Two people who suffered with this aspect were Chris Cairns, and famously Oscar Wilde, and concerning another court case Nigella Lawson.

This is quite simply wrong.

When I left China I picked up my fair share of stalkers in China after they became aware of my fictional book The Fake Celebrity in China.

The title, and some content in the book, points out that expats receive and elevated status in China, which they probably have not earned. Hence the title The Fake Celebrity in China.

One such stalker was a part-time contributor to a Chinese news agency.

He decided to write a lying article under a false name. He was a big Batman fan, so he wrote the article under the name Wayne Bruce, then later said he didn’t write it and that his colleague Wayne, wrote it.

The entire media of New Zealand published the fabricated article, as it was sensational, involved a Kiwi, and China. It was even aired on TV3 as a news story.

I have to say that the representative for the New Zealand Press Association (which no longer exists) was extremely professional and great to deal with. After a thorough investigation he directed all news bodies who ran the story to publish an apology and retraction, which they did forthwith.

I considered suing for defamation myself. Handling the case myself, but there were some major factors involved which made it a bad decision.

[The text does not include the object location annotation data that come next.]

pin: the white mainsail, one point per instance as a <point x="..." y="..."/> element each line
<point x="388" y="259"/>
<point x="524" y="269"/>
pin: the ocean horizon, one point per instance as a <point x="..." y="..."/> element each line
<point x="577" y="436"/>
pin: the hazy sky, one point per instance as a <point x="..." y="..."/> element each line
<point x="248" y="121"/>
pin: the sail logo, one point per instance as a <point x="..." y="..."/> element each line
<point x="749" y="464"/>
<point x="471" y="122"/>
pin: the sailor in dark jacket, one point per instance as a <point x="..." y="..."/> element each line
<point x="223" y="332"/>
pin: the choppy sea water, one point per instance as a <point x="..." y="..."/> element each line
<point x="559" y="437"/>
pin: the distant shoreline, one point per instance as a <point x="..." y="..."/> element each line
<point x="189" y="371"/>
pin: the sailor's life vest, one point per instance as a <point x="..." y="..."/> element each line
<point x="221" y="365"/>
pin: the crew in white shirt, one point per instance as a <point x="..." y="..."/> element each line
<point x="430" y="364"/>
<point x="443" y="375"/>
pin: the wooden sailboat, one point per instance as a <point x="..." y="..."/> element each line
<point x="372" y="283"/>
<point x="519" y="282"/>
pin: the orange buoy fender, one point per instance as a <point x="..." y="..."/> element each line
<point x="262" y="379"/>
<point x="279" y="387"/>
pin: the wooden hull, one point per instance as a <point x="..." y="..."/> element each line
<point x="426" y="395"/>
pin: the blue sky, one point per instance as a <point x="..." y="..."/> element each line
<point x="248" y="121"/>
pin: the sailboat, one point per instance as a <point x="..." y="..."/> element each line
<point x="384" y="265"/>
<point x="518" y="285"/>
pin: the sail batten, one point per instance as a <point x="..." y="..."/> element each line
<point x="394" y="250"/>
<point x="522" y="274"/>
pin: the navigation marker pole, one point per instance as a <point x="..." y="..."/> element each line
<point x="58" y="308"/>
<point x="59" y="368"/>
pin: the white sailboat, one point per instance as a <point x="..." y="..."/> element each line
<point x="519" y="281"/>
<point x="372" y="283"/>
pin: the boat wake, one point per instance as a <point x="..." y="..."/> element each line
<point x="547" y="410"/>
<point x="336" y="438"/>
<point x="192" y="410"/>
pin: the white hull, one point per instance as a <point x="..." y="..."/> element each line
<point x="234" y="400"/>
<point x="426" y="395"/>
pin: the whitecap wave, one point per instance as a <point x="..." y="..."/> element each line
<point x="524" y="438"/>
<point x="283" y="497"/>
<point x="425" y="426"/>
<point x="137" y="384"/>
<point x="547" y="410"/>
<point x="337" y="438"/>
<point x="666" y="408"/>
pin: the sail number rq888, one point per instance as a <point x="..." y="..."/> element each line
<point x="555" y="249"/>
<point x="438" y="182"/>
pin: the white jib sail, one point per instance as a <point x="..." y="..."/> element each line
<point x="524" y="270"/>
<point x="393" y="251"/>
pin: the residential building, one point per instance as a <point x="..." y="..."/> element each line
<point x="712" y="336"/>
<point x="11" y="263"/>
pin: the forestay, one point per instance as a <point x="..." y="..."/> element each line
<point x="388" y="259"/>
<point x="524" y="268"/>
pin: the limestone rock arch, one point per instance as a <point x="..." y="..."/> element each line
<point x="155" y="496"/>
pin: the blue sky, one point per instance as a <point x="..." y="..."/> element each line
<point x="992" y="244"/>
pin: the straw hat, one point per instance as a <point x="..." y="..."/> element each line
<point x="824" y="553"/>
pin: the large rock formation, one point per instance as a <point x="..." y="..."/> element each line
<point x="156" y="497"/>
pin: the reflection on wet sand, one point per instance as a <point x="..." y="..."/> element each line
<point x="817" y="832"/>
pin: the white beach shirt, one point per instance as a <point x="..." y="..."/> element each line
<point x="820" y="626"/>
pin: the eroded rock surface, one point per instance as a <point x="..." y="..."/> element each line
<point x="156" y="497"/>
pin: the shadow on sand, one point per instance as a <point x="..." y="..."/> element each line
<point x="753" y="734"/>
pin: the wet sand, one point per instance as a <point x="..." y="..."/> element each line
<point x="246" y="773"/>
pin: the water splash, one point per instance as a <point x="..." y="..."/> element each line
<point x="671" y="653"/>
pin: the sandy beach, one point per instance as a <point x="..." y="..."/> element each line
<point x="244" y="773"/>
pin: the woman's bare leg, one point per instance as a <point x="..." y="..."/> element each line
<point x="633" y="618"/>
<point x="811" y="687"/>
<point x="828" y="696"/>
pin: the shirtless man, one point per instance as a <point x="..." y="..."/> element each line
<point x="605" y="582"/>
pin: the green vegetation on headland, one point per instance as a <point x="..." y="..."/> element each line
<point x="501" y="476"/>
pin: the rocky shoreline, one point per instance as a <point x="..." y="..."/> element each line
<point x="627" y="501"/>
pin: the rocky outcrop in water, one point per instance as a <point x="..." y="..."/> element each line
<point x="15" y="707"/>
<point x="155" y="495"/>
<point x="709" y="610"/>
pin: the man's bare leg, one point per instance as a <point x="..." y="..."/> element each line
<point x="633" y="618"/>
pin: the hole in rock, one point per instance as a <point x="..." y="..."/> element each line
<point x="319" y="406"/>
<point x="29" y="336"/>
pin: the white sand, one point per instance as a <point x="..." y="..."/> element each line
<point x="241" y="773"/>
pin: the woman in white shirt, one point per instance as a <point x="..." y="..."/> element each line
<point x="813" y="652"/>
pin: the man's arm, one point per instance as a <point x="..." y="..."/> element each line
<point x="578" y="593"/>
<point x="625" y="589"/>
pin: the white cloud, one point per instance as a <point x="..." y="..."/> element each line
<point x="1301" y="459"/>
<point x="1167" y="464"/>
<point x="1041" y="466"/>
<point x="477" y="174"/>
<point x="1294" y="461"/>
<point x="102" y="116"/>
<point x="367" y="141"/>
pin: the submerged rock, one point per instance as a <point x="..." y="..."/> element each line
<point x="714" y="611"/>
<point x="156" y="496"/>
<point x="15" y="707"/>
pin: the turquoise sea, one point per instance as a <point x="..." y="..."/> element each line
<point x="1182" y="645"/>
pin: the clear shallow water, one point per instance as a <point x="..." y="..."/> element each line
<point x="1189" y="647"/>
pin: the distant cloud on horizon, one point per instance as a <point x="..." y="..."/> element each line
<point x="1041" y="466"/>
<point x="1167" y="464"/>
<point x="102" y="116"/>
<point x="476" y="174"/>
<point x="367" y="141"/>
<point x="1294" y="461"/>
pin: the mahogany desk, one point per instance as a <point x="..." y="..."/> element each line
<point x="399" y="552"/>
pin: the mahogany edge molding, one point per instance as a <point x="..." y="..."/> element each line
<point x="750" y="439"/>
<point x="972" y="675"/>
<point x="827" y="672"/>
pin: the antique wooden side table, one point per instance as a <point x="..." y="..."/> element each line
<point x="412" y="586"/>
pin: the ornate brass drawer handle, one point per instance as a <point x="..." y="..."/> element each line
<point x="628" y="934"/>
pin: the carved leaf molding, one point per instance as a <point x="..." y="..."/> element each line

Firstly, the guy who wrote the story had no money. And he was not a proper journalist.

Secondly, the great problem of jurisdiction.

The article was published in China. Suing in a China court was out of the question, as they would support their media source (commonly referred to as the mouthpiece of the Chinese Communist Party).

Suing in New Zealand was pointless as I would never be able to have the judgment enforced in China.

So I decided to not sue.

Case over.

I was very disappointed to hear that David Cameron did not implement the suggestions of the Leveson report, into UK law, even though he requested the inquiry.

Let’s face it, politicians need the support of the media, so it may have well been political suicide for him to do so.

Lawyers are criticized for taking a side, which may be morally incorrect. But that is a lawyer’s job.

A court will test both sides of the story.

A journalist will only present one side, and take a flavour.

I laugh when I see programmes such as Border Security, Fair Go, and so on. these programmes are edited totally at the sole discretion of the producers and the journalists.

Ever seen an immigration officer making a mistake, or doing something wrong on Border Security?

Of course not, they even make them seem humorous.

If you watch CNN, BBC, RT, and Al Jazeera, over time you will note they all take different flavours on different articles.

RT will present it that the West was at fault, and CNN will report it that Russia was at fault.

That is why the internet is important in getting some objectivity in the news.

I believe that journalists should be accountable, just like lawyers.

If they have a press pass, a licence, then, they should be subject to rules of ethical journalistic behaviour.

Sure they can print the truth.

But if they breach the rules they should be punished, in addition to the ridiculous notion that they and their bosses could be sued.

I believe that this will occur, over time.

A novelist has the option of claiming their work as fiction or non-fiction.

So does a journalist.

If they claim it as true, then it should be true.